Financial Modelling & Forecasting Services
For: Startups and SMEs raising capital, planning expansion, or pricing big bets.
A model is a machine for answering “what if” — most are sculptures
Most financial models are built once, for one meeting, by someone who never has to reconcile them to reality. They look impressive, hardcode their conclusions, and fall apart the first time an investor asks “what happens if sales slip a quarter?”
A working model is different: driver-based, assumption-documented, scenario-ready, and tied to the same account structure as your books — so it keeps telling the truth after the meeting ends.
What we do
Driver-based operating models. Headcount plans with fully loaded costs, revenue built contract-by-contract or cohort-by-cohort, vendor-level expense run-rates — a model that answers “what if” in minutes.
Fundraising models. The financial core of your raise: growth scenarios, unit economics, use of funds, runway under each outcome — structured to survive diligence, because it was built by people who reconcile ledgers for a living.
DCF valuation and scenario analysis. Defensible valuations with explicit assumptions and sensitivity tables — not a single magic number.
GL-connected forecasting. For ongoing clients, the model plugs into your actuals monthly, becoming a rolling forecast rather than a one-time artifact.
What you get
A financial instrument you can steer with: every big decision priced before you make it, every investor question answerable live, every assumption visible and changeable.
A Living Company Budget — Rolling, GL-Connected, and Reconciled Every Month
Runway, hiring costs, and raise timing turned from guesses into a schedule.
Read the case study →Frequently asked questions
What makes a financial model 'driver-based'?
Every number traces to an operational driver — headcount, contracts, pricing, conversion rates, vendor run-rates — instead of being typed in. Change the driver and the whole model updates. That's what makes a model a decision tool instead of a spreadsheet sculpture.
Will the model survive investor due diligence?
That's the design goal: clean structure, documented assumptions, no hardcoded mysteries, scenarios that flex sensibly.
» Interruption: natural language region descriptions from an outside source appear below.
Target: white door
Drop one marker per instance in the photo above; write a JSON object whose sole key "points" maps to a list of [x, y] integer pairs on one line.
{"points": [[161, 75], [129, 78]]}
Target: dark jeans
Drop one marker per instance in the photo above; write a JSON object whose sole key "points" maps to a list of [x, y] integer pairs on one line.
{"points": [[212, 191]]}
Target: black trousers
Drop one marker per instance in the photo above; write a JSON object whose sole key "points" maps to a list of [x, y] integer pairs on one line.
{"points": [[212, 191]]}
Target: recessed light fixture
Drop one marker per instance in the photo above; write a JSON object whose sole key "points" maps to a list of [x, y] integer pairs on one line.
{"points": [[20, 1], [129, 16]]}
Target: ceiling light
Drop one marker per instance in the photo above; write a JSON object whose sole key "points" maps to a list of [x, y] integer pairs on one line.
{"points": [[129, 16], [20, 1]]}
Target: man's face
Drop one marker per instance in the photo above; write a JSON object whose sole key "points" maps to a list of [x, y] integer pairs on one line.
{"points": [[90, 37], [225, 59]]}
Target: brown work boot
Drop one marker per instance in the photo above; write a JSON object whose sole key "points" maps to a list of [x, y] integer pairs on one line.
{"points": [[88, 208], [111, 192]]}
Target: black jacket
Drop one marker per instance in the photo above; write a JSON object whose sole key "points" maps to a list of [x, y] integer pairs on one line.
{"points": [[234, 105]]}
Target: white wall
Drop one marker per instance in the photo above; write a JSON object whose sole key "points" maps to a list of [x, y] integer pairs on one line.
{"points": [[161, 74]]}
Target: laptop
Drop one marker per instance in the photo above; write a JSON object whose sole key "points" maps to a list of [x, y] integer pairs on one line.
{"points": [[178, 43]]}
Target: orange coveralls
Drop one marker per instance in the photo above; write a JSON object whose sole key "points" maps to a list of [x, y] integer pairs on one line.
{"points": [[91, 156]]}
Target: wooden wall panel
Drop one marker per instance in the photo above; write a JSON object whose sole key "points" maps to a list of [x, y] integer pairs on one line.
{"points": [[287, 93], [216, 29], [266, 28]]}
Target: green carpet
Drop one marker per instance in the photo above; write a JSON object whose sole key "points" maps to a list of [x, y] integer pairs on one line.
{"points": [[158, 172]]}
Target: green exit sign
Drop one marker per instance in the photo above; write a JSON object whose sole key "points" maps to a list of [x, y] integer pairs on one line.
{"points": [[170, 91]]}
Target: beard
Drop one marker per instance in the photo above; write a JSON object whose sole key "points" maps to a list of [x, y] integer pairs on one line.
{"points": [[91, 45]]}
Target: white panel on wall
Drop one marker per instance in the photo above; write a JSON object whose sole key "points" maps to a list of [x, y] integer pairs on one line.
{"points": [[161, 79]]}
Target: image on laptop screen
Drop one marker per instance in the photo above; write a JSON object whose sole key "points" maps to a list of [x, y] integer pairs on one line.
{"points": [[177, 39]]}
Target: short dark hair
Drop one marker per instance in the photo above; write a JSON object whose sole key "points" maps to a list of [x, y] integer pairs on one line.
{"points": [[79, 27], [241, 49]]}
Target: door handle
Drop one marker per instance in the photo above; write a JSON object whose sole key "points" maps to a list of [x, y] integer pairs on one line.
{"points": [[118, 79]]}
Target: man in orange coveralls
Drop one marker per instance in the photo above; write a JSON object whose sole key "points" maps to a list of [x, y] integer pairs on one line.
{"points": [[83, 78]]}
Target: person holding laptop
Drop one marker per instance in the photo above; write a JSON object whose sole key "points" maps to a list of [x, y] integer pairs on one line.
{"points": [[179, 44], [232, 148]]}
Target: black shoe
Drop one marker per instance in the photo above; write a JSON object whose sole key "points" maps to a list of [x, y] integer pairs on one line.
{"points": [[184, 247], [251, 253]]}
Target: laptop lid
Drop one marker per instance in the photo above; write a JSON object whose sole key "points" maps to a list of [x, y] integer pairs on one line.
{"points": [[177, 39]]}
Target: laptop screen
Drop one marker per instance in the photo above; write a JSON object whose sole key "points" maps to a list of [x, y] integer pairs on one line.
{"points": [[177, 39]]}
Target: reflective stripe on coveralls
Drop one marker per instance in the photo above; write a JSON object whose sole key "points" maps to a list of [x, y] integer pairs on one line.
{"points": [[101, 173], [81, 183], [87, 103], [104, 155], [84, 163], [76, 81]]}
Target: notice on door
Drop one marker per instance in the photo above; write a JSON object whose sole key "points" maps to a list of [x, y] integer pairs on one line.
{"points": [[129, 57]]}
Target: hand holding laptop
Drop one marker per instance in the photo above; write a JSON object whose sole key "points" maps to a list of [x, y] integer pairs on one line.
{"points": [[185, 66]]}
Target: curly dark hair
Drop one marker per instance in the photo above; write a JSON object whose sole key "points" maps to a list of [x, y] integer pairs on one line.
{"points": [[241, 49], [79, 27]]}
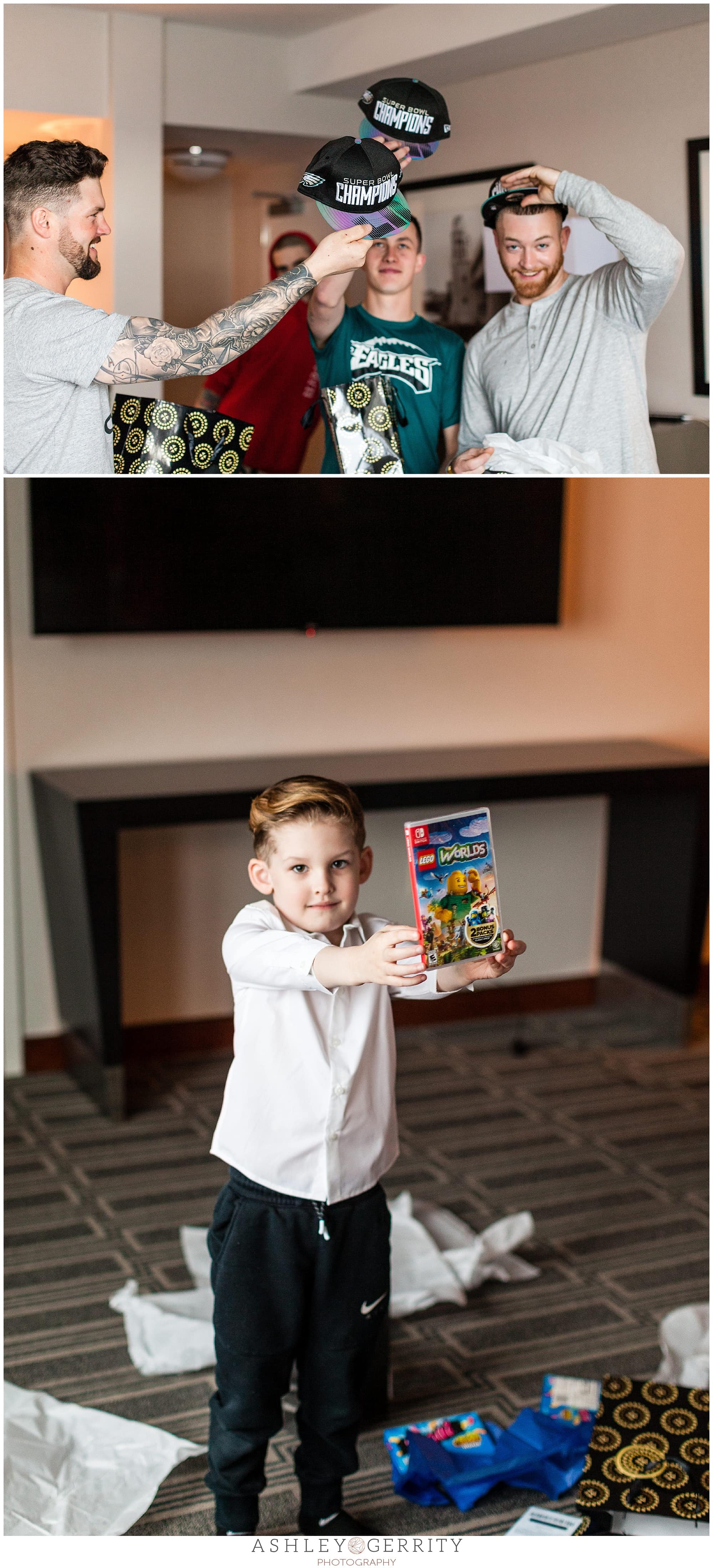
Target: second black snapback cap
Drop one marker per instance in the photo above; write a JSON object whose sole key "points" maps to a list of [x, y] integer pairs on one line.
{"points": [[408, 110], [355, 181]]}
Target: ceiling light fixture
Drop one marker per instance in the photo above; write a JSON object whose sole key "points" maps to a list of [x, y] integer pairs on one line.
{"points": [[195, 162]]}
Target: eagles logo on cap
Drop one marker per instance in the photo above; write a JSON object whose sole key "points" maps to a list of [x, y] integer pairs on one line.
{"points": [[408, 110], [358, 184]]}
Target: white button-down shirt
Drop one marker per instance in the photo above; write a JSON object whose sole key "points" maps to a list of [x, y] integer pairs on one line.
{"points": [[309, 1104]]}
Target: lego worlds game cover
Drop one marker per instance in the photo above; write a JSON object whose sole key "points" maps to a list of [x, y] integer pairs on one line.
{"points": [[455, 887]]}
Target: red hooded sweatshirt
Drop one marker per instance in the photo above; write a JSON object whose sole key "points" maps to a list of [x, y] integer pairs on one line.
{"points": [[273, 385]]}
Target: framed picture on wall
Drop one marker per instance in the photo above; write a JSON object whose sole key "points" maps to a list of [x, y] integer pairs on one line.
{"points": [[698, 214], [463, 284]]}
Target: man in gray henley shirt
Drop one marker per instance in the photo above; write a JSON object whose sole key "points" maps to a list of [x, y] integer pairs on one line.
{"points": [[566, 358]]}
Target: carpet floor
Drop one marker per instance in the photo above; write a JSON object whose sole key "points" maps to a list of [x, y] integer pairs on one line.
{"points": [[593, 1119]]}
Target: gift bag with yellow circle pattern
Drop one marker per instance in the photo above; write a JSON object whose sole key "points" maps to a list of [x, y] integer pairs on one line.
{"points": [[648, 1453], [160, 440], [363, 419]]}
Models built by accountants reconcile to actuals — which is precisely what diligence teams check first.
Do you do valuations?
Yes — DCF valuation with scenario and sensitivity analysis, for fundraising, buy/sell decisions, and partner buyouts.
Can the model stay connected to our actual results?
Yes — our preferred setup wires the model to your chart of accounts and reconciles it to the general ledger monthly, so forecast-vs-actual is a living view, not an annual autopsy.